Inhalation of a TrkB agonist, 7, 8-DHF, alleviates depressive and anxiety-like behaviors in CRS mice
They hypothesized that inhalation of the TrkB agonist 7,8-DHF could improve depressive and anxiety-like behaviors. To explore this possibility, the researchers induced CRS depression model mice through 14 consecutive days of restraint stress and used a nebulizer to administer 10 mg of 7,8-DHF per kg of body weight, or an equal volume of vehicle, via inhalation (Fig. 6a). The data showed that 7,8-DHF inhalation treatment could activate 5-HT neurons in the DRN and improve brain 5-HT levels (Fig. 6b, c). Next, the therapeutic effects of 7,8-DHF inhalation were assessed on day 15 using the open field test (OFT), elevated plus maze (EPM), tail suspension test (TST), and forced swimming test (FST) (Fig. 6a). In the OFT, inhalation of 7,8-DHF significantly suppressed CRS-induced anxiety-like behaviors, as measured by increased distance traveled and time spent in the center field (Fig. 6d, f). Inhalation of the TrkB agonist also increased CRS mice’s preference for the open arms of the EPM, suggesting that 7,8-DHF inhalation treatment alleviated the anxiety-like behaviors caused by chronic restraint stress (Fig. 6e, g).
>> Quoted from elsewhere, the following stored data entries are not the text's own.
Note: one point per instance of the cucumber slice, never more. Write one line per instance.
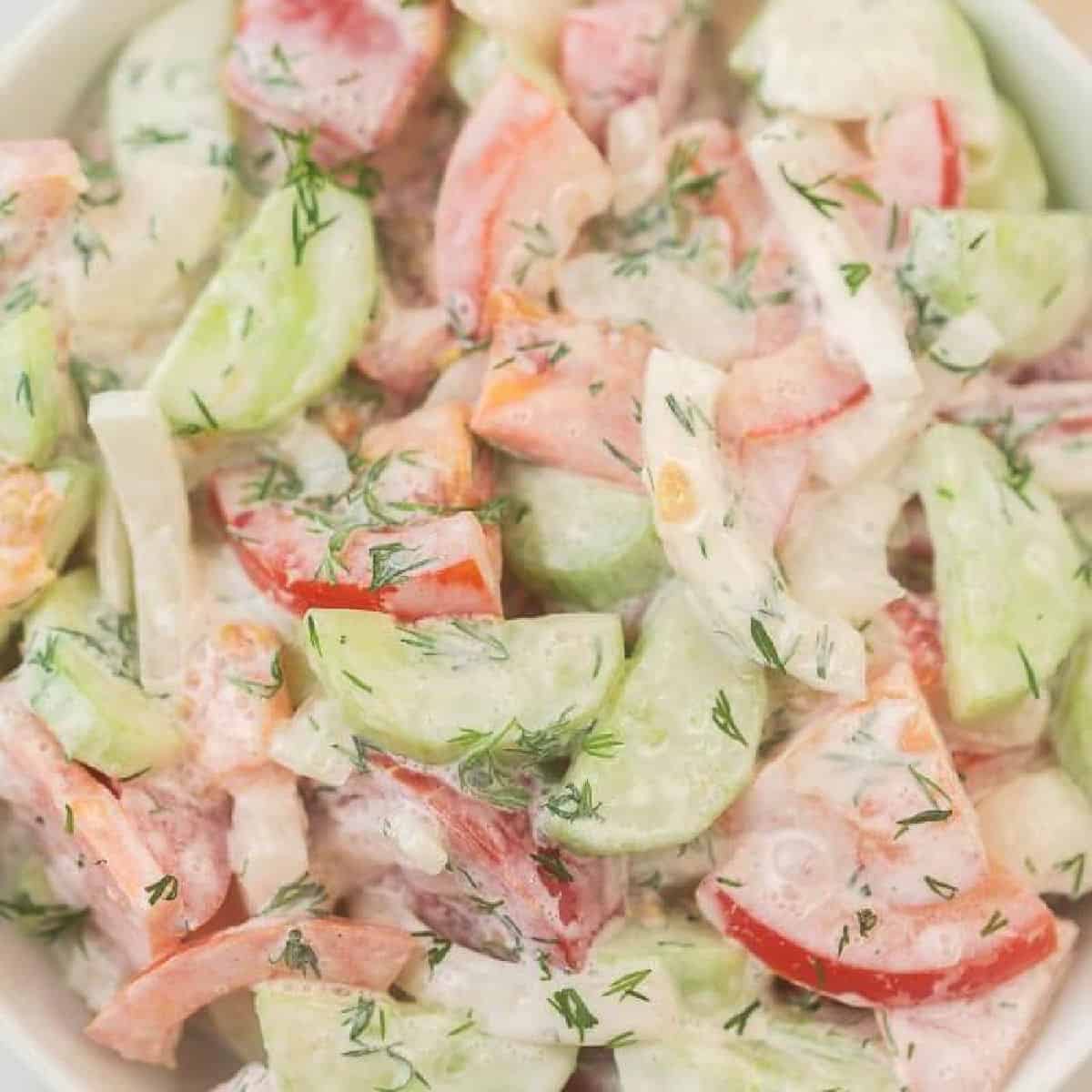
(28, 388)
(682, 735)
(713, 976)
(1013, 177)
(577, 541)
(1071, 724)
(856, 59)
(76, 481)
(80, 677)
(476, 58)
(1010, 606)
(413, 689)
(167, 99)
(512, 1000)
(710, 1066)
(1029, 273)
(271, 333)
(1049, 852)
(308, 1032)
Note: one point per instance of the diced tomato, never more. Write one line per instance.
(145, 1020)
(104, 863)
(917, 621)
(407, 349)
(522, 179)
(28, 506)
(917, 162)
(39, 183)
(855, 866)
(496, 853)
(434, 460)
(446, 566)
(719, 180)
(347, 69)
(794, 391)
(238, 697)
(615, 52)
(918, 157)
(563, 392)
(185, 827)
(973, 1046)
(774, 475)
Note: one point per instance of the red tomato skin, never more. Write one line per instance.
(840, 978)
(498, 846)
(468, 584)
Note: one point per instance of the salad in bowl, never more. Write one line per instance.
(547, 547)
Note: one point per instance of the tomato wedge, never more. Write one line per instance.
(917, 622)
(616, 52)
(145, 1020)
(855, 867)
(347, 69)
(27, 507)
(39, 183)
(563, 392)
(405, 348)
(973, 1046)
(447, 566)
(793, 391)
(432, 460)
(503, 889)
(916, 162)
(521, 180)
(105, 863)
(238, 697)
(918, 157)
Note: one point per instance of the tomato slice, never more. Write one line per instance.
(774, 474)
(794, 391)
(407, 348)
(503, 889)
(616, 52)
(112, 850)
(145, 1020)
(973, 1046)
(41, 180)
(432, 461)
(27, 508)
(347, 69)
(238, 697)
(521, 180)
(446, 566)
(563, 392)
(855, 867)
(917, 622)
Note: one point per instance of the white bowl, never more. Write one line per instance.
(43, 77)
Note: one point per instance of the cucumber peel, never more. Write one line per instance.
(577, 541)
(435, 689)
(281, 319)
(676, 745)
(344, 1040)
(30, 396)
(1011, 604)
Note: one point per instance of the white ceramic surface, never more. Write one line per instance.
(42, 79)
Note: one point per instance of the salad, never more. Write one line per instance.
(547, 546)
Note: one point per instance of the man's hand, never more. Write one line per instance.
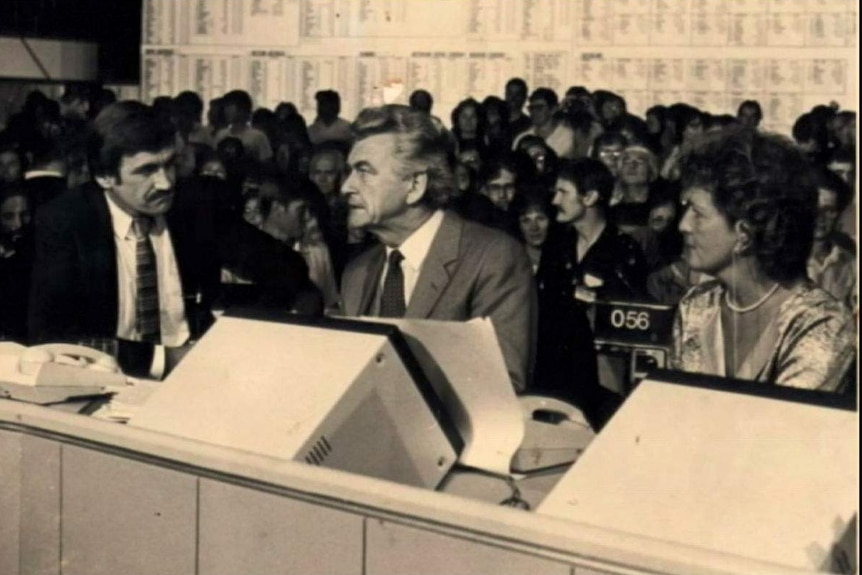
(174, 355)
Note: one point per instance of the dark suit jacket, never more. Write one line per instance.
(470, 271)
(43, 189)
(74, 287)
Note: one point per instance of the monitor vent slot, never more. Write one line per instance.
(319, 452)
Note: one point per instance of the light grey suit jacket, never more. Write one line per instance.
(470, 271)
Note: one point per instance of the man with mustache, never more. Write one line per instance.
(130, 257)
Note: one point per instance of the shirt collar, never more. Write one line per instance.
(122, 221)
(29, 175)
(416, 247)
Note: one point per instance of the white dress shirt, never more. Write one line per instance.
(414, 249)
(174, 327)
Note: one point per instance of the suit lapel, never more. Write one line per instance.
(369, 281)
(437, 268)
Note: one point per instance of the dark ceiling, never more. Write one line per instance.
(114, 24)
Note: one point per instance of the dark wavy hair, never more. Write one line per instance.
(764, 181)
(421, 147)
(124, 129)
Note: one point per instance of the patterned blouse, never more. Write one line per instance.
(813, 341)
Nebulized 7,8-DHF inhalation was also sufficient to rescue the depressive-like behaviors in this model, as indicated by the decreased immobility time in the TST and FST (Fig. 6h, i).
Fig. 6 Inhalation of a TrkB agonist as a promising depression and anxiety treatment in CRS mice.
Additionally, the researchers verified that 7,8-DHF primarily exerted its antidepressant and anxiolytic effects through the lung vagal-to-brain axis rather than through direct uptake via the olfactory epithelium/neurons into the brain.